A university is a community of men and women devoted to the preservation, increase, and application of knowledge. As a major research university, the University of Mississippi is dedicated to the service of Mississippi and the nation through the threefold functions of teaching, research, and public service.

Teaching
Undergraduate students develop intellectual keenness and imagination, clarify spiritual and ethical values, and acquire the knowledge and skills necessary for an effective life of service in the complex society of our time. Advanced students lay the scholarly foundations for the practice of their professions, while others prepare to carry on the traditions of learning as scholars and scientists.

Research
A true university is not content merely to preserve and transmit the fund of knowledge and ideas received from the past. Its faculty and students together push forward the frontiers of knowledge in all branches of the sciences and arts. They study and evaluate the great ideas and beliefs of world civilization. No significant problem of the state or nation is remote from the university’s concern.

Public Service
The knowledge and research skills of the faculty and staff are available, on the campus and throughout the state, to aid public officials and private citizens in solving their practical problems.

Barnard’s Vision for the University
In 1858, Chancellor Frederick A.P. Barnard laid before the board of trustees and the people of the state a plan for the University of Mississippi that still embodies its principal concerns and valid goals. He proposed “a university in the largest acceptation of that term . . . an institution in which the highest learning is taught in every walk of human knowledge.” Its purpose was “the high and noble work of training immortal minds to vigor and capacitating them for usefulness.” Barnard saw that “the university is destined to act, invisibly it may be sometimes, but always powerfully, in every county, district, and neighborhood in the State. [Only] a fraction of the people will receive their personal instruction within the university halls, yet all, without exception, will be partakers of the benefits of which the university is the fountainhead and central source.” Its destiny is “to do more than any other single cause to stamp upon the intellectual character of Mississippi the impress it is to wear, to determine the respectability of the State in the eyes of mankind, to stimulate her industry, to multiply the sources of her material wealth, to elevate and purify the tastes of her people, to enlarge their capacities for happiness, and to enable them to fill up those capacities by supplying them with continually growing means of rational enjoyment.”

Intellectual Freedom
The University of Mississippi is a community of teachers and students bound together by a common love for learning and by their cooperative efforts to preserve and increase our intellectual heritage.
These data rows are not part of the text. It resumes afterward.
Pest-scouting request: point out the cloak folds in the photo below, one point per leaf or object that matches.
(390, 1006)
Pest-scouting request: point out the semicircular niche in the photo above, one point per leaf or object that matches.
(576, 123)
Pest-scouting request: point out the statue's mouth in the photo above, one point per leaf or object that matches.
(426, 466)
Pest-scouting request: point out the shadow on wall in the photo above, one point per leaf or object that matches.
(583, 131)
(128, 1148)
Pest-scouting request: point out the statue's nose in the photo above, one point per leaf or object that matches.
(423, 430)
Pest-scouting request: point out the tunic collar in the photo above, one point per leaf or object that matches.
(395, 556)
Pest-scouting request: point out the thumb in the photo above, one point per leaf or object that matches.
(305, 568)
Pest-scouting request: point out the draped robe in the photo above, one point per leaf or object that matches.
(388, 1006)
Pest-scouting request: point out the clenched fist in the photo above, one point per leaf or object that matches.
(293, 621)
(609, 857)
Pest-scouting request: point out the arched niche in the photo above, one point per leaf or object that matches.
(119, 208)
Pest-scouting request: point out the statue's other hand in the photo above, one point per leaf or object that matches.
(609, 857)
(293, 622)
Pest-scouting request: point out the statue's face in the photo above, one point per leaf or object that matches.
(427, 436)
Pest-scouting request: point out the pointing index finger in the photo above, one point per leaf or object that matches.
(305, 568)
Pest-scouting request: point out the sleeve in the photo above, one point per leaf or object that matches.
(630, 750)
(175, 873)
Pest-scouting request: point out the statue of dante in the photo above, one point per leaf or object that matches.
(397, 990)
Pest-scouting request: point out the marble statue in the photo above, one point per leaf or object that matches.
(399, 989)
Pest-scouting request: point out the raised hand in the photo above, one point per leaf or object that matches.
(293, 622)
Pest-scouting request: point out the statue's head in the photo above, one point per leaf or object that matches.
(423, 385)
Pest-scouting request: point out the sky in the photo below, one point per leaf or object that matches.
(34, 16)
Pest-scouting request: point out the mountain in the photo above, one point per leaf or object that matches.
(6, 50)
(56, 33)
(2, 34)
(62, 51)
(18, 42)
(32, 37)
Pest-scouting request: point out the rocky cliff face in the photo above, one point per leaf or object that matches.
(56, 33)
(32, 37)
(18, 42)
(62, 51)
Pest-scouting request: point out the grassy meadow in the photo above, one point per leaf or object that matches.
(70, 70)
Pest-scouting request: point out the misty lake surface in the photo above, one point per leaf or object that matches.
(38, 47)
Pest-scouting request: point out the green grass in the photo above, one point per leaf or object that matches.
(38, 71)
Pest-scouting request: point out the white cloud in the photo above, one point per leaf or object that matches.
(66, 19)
Good learning increases, minds are creative, and knowledge is turned to useful purposes when men and women are free to question, free to seek answers, free to learn, and free to teach. The university therefore supports and defends intellectual and academic freedom.
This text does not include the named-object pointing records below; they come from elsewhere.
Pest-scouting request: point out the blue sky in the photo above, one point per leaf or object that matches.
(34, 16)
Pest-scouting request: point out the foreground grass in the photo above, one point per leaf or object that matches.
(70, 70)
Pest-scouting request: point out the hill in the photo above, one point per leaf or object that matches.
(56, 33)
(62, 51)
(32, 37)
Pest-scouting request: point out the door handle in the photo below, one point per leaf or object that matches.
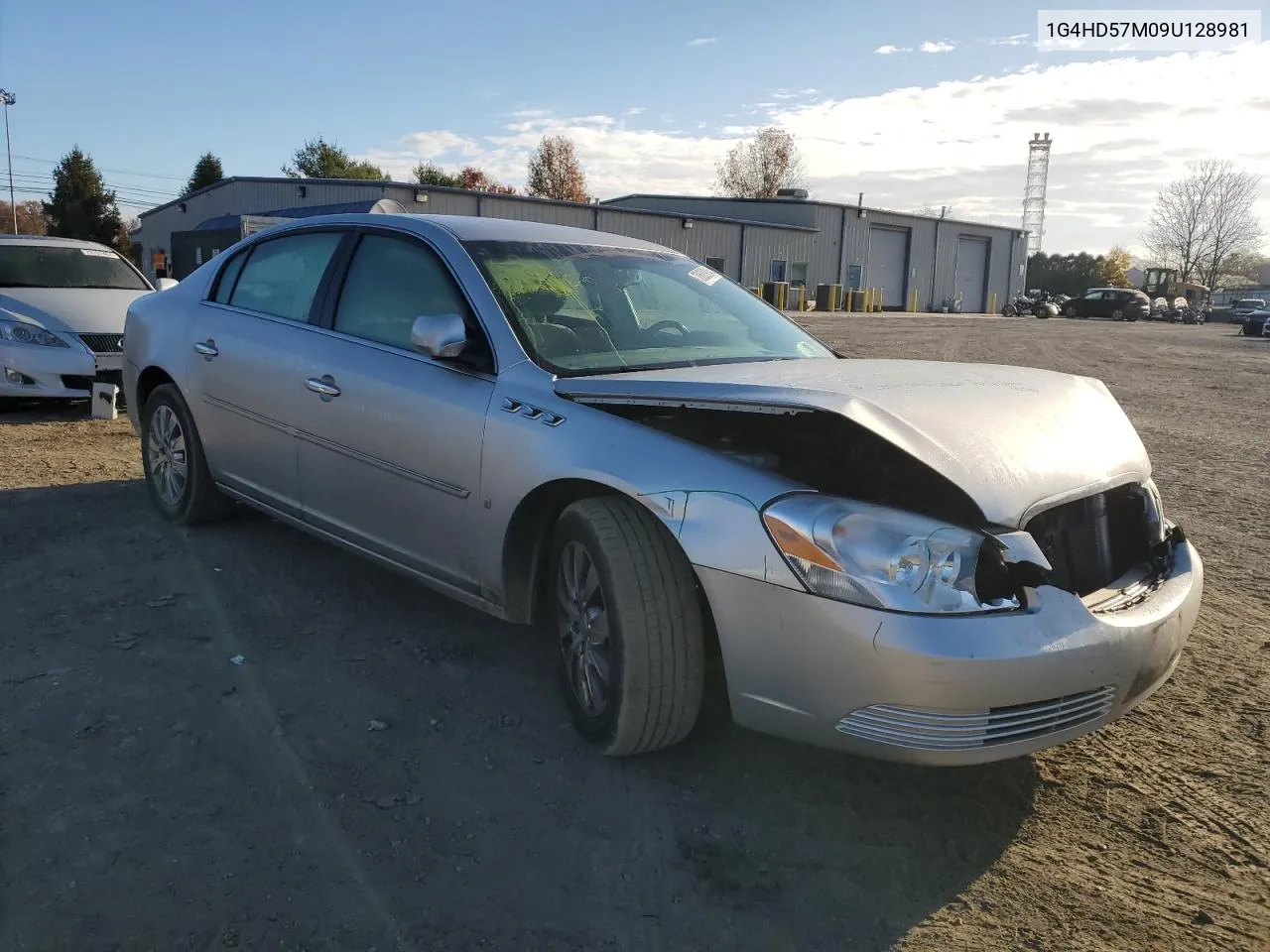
(322, 386)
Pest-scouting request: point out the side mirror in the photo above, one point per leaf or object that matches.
(443, 336)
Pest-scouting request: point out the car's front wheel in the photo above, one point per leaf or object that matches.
(629, 626)
(172, 454)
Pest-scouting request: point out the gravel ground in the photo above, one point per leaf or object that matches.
(388, 770)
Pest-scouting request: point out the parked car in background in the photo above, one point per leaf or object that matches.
(1241, 308)
(1116, 303)
(1256, 324)
(925, 561)
(63, 304)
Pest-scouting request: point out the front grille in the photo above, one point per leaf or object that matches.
(103, 343)
(917, 729)
(1091, 542)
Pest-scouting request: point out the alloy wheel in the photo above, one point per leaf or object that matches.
(166, 451)
(581, 615)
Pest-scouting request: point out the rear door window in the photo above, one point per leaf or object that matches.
(281, 276)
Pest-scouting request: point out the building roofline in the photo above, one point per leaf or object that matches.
(811, 200)
(447, 189)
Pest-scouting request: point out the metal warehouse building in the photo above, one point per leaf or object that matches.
(793, 239)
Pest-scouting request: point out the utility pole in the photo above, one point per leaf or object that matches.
(1034, 193)
(8, 99)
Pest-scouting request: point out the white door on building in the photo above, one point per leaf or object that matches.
(970, 273)
(888, 264)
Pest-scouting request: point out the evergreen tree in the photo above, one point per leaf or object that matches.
(207, 172)
(80, 206)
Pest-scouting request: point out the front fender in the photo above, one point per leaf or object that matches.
(724, 531)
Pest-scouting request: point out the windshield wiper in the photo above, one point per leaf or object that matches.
(670, 366)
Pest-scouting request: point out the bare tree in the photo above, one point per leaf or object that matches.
(762, 167)
(554, 172)
(1232, 225)
(1199, 221)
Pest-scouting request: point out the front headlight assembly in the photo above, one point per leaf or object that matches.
(880, 557)
(23, 333)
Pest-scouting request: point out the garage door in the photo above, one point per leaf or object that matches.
(970, 273)
(888, 264)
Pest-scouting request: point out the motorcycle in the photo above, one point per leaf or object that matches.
(1020, 304)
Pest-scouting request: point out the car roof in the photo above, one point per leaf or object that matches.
(481, 229)
(49, 241)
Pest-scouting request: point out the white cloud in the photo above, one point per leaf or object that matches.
(1121, 127)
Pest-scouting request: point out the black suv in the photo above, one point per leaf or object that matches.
(1116, 303)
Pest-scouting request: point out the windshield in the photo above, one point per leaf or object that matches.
(581, 308)
(53, 267)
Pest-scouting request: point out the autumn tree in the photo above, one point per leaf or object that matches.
(432, 175)
(80, 206)
(318, 159)
(554, 172)
(477, 180)
(31, 217)
(1114, 271)
(1199, 221)
(207, 172)
(1065, 275)
(761, 167)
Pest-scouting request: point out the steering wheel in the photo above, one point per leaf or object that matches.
(667, 325)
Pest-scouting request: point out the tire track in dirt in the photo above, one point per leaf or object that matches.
(1194, 805)
(1147, 890)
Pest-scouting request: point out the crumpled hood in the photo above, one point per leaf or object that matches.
(70, 309)
(1011, 436)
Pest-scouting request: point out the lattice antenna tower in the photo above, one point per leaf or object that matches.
(1034, 193)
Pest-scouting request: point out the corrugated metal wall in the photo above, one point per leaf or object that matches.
(776, 211)
(838, 241)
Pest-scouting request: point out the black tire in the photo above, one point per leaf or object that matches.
(198, 499)
(653, 634)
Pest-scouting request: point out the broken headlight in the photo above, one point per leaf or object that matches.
(879, 557)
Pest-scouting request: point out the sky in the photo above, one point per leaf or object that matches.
(915, 104)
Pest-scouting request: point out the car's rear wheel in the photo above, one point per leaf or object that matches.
(177, 475)
(629, 626)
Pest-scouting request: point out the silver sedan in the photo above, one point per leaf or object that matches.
(937, 562)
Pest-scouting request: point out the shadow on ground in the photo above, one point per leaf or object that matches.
(382, 767)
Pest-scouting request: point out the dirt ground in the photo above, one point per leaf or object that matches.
(388, 770)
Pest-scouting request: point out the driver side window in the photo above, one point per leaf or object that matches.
(391, 282)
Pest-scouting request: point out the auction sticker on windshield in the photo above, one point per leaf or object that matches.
(706, 276)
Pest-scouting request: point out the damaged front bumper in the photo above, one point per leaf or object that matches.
(951, 689)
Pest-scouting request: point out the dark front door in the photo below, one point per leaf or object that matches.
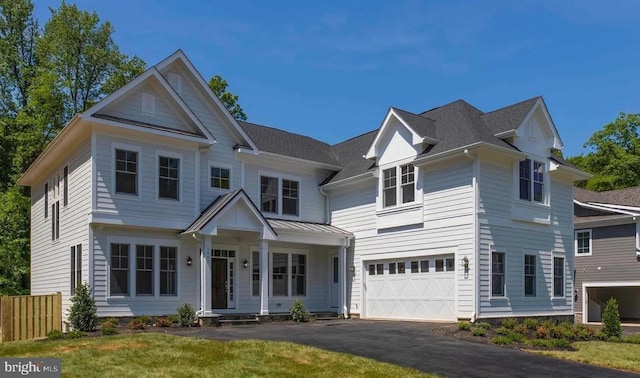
(218, 283)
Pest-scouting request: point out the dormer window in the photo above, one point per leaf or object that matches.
(531, 178)
(392, 193)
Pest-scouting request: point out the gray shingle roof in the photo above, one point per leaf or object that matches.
(289, 144)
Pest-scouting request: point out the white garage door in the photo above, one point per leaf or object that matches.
(421, 288)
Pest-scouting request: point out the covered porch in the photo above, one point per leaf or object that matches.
(252, 265)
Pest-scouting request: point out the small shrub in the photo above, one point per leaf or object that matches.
(611, 319)
(531, 323)
(55, 335)
(298, 312)
(543, 332)
(136, 324)
(509, 323)
(163, 322)
(501, 340)
(520, 329)
(516, 337)
(107, 331)
(186, 315)
(503, 331)
(75, 334)
(82, 314)
(146, 319)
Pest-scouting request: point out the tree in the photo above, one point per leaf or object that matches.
(219, 87)
(615, 160)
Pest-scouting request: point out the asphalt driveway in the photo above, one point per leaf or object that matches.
(410, 344)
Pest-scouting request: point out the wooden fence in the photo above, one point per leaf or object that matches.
(29, 316)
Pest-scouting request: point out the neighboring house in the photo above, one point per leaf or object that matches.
(156, 196)
(607, 253)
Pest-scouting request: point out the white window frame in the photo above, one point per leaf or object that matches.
(553, 276)
(397, 166)
(289, 252)
(172, 155)
(575, 242)
(546, 180)
(127, 147)
(213, 164)
(156, 243)
(280, 177)
(504, 276)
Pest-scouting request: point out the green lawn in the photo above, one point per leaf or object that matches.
(158, 355)
(623, 356)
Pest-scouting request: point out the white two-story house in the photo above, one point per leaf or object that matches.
(156, 196)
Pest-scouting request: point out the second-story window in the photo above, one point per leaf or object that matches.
(168, 177)
(126, 172)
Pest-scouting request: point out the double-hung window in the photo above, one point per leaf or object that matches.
(168, 177)
(497, 274)
(279, 195)
(530, 275)
(531, 181)
(404, 192)
(126, 172)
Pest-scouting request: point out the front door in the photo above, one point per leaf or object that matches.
(335, 286)
(219, 283)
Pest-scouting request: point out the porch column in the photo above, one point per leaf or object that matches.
(205, 275)
(264, 277)
(342, 266)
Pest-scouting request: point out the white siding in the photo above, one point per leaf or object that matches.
(50, 260)
(146, 206)
(500, 233)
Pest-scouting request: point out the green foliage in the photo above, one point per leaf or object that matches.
(82, 314)
(136, 324)
(298, 312)
(509, 323)
(55, 335)
(615, 157)
(531, 323)
(611, 319)
(187, 315)
(219, 87)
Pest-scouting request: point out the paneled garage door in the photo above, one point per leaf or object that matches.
(420, 288)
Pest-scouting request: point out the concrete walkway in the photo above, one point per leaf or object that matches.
(411, 344)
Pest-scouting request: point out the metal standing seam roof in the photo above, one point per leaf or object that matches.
(288, 225)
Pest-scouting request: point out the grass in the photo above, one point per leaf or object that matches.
(158, 355)
(612, 355)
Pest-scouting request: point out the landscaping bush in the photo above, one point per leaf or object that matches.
(503, 331)
(509, 323)
(82, 315)
(531, 323)
(298, 312)
(55, 335)
(136, 324)
(186, 315)
(611, 319)
(163, 322)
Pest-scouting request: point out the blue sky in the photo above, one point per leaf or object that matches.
(330, 70)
The policies and regulations contained in this online University of Mississippi Catalog are in effect for the current or selected semester. The catalog is not a contract, but rather a guide for the convenience of students. The University of Mississippi reserves the right to 1) change or withdraw courses; 2) change the fees, rules, and schedules for admission, registration, instruction, and graduation; and 3) change other regulations affecting the student body at any time. Implicit in each student’s enrollment with the university is an agreement to comply with university rules and regulations, which the university may modify to exercise properly its educational responsibility.